Влияние МСК ОВ на АПК оценивали по изменению в экспрессии поверхностных маркеров. Для всех типов АПК в перечень анализируемых молекул были включены молекулы главного комплекса гистосовместимости II типа HLA-DR, костимуляторные молекулы CD80 и CD86, так как уровень их экспрессии в наибольшей степени характеризует потенциальную способность клеток к презентации антигена. У ДК также анализировали маркер толерогенности CD85k и коингибиторные молекулы CD273 и СD274. Дифференцировку моноцитов оценивали по синтезу молекул, характерных для М1 провоспалительных (CD68, СD80, СВ86, CD274) и М2 противовоспалительных макрофагов (CD16, CD64, CD206, CD273). Показано, что при контактном сокультивировании МСК ОВ подавляют у В-клеток экспрессию молекул HLA-DR по отношению к контрольным культурам (р=0,001) и СD86 (p=0,03) и не оказывают влияния на СD86. МСК ОВ индуцируют противовоспалительный, толерогенный иммунофенотип макрофагов (CD16loCD64loCD80+CD86loHLA-DRloCD273+CD284hi) при контактном сокультивировании, сходный с таковым при М2-поляризации моноцитов.
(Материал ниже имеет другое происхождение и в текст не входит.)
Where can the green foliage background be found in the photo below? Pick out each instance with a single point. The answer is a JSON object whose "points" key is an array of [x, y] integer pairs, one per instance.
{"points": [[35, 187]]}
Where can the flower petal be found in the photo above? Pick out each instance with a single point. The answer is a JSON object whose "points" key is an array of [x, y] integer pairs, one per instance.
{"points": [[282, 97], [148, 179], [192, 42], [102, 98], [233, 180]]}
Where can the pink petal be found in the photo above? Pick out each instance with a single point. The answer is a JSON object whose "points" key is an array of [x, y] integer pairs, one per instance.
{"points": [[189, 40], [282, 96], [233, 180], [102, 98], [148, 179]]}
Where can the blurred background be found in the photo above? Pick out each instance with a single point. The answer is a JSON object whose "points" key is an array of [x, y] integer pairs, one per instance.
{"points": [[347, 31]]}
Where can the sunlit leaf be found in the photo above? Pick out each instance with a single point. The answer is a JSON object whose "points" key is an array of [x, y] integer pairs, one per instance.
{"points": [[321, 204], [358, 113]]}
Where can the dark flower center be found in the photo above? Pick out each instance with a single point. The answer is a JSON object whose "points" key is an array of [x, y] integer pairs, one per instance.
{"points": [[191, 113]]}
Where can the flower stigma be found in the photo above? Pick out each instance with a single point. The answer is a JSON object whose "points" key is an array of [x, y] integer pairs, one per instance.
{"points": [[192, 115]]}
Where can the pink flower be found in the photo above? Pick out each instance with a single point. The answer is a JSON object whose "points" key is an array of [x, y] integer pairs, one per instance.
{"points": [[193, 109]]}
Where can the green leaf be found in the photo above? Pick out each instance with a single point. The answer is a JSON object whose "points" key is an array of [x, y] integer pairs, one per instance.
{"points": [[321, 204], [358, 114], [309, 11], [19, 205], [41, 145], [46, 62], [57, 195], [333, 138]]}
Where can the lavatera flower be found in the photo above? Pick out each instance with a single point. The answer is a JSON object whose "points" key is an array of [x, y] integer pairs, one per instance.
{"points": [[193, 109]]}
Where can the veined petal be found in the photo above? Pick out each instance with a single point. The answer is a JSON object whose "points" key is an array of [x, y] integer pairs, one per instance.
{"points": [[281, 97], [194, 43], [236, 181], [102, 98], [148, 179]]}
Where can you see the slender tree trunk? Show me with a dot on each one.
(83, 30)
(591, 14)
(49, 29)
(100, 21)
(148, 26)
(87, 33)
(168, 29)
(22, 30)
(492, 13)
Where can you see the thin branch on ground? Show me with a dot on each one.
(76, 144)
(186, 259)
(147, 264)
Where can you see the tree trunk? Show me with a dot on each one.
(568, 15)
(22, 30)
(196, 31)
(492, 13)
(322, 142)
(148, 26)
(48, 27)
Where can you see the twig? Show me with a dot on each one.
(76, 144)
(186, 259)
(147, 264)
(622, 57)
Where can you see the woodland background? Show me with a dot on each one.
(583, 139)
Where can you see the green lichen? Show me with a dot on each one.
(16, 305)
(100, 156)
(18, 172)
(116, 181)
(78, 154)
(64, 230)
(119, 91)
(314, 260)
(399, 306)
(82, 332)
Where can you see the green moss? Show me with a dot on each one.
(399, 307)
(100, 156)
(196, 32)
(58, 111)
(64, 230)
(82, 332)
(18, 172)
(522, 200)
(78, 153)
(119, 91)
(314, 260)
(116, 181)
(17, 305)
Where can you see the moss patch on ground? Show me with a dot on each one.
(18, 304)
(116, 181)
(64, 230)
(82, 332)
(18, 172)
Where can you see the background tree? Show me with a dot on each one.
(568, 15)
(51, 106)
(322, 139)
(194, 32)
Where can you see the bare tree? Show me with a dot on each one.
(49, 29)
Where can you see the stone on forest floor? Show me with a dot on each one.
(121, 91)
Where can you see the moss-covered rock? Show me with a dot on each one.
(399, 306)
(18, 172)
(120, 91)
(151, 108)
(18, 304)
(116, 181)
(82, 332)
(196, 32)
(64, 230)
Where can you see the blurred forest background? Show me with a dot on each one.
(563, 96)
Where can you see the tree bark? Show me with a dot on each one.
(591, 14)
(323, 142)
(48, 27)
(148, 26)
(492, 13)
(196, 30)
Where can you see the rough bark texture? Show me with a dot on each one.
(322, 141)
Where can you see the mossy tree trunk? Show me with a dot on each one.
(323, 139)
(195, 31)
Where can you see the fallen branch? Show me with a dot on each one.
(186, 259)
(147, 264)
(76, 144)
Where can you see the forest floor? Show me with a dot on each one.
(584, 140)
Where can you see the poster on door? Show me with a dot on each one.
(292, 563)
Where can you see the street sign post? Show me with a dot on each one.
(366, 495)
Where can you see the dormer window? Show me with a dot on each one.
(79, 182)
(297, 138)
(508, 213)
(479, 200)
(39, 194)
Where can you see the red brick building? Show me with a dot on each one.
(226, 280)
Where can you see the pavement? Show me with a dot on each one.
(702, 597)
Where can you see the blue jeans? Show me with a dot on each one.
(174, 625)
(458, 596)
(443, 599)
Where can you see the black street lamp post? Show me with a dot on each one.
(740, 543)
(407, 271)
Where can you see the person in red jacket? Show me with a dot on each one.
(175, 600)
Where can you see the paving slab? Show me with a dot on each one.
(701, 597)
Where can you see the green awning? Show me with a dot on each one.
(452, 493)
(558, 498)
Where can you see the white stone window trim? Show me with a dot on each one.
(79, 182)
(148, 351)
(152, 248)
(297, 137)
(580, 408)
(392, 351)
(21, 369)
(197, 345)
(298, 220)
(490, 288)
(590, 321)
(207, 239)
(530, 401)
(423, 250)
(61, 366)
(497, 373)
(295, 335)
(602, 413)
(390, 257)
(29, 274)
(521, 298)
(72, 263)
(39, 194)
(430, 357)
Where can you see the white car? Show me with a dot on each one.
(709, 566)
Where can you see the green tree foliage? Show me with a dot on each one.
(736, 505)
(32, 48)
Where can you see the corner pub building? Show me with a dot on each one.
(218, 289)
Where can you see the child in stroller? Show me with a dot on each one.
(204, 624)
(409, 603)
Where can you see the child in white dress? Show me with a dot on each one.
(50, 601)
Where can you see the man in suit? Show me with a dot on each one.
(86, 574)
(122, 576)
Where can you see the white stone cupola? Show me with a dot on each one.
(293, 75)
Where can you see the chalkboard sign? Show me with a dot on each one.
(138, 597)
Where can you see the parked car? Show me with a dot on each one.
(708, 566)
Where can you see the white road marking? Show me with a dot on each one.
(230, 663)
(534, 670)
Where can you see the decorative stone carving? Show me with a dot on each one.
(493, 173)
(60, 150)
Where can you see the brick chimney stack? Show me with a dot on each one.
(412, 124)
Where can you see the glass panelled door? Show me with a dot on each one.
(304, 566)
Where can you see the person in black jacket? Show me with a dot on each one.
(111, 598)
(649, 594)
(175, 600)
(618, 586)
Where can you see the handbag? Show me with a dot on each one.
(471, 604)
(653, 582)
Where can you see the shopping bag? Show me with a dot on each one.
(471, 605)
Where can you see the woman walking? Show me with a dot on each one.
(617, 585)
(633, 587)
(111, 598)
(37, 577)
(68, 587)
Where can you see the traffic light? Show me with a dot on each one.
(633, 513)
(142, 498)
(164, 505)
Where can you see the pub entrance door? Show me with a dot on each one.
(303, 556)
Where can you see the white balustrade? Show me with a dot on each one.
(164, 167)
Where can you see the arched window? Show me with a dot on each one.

При контактном сокультивировании с МСК ОВ у незрелых ДК формируется толерогенный, противовоспалительный иммунофенотип CD86loCD80+HLA-DRloCD273hiCD85khi.

Таким образом, можно сделать вывод о схожем влиянии МСК ОВ на антиген-представляющие клетки как миелоидного, так и лимфоидного происхождения (В-клетки, макрофаги, моноцитарные дендритные клетки), что проявляется в снижении (но не полном подавлении) экспрессии маркера иммуногенной активации HLA-DR и костимуляторной молекулы CD86 при одновременном увеличении в популяции числа клеток, экспрессирующих костимуляторную молекулу CD80. Анализ экспрессии СD80, CD86 и HLA-DR отобран для включения в комплексный метод оценки иммуномодулирующей активности МСК как наиболее информативный в отношении функционального состояния клеток.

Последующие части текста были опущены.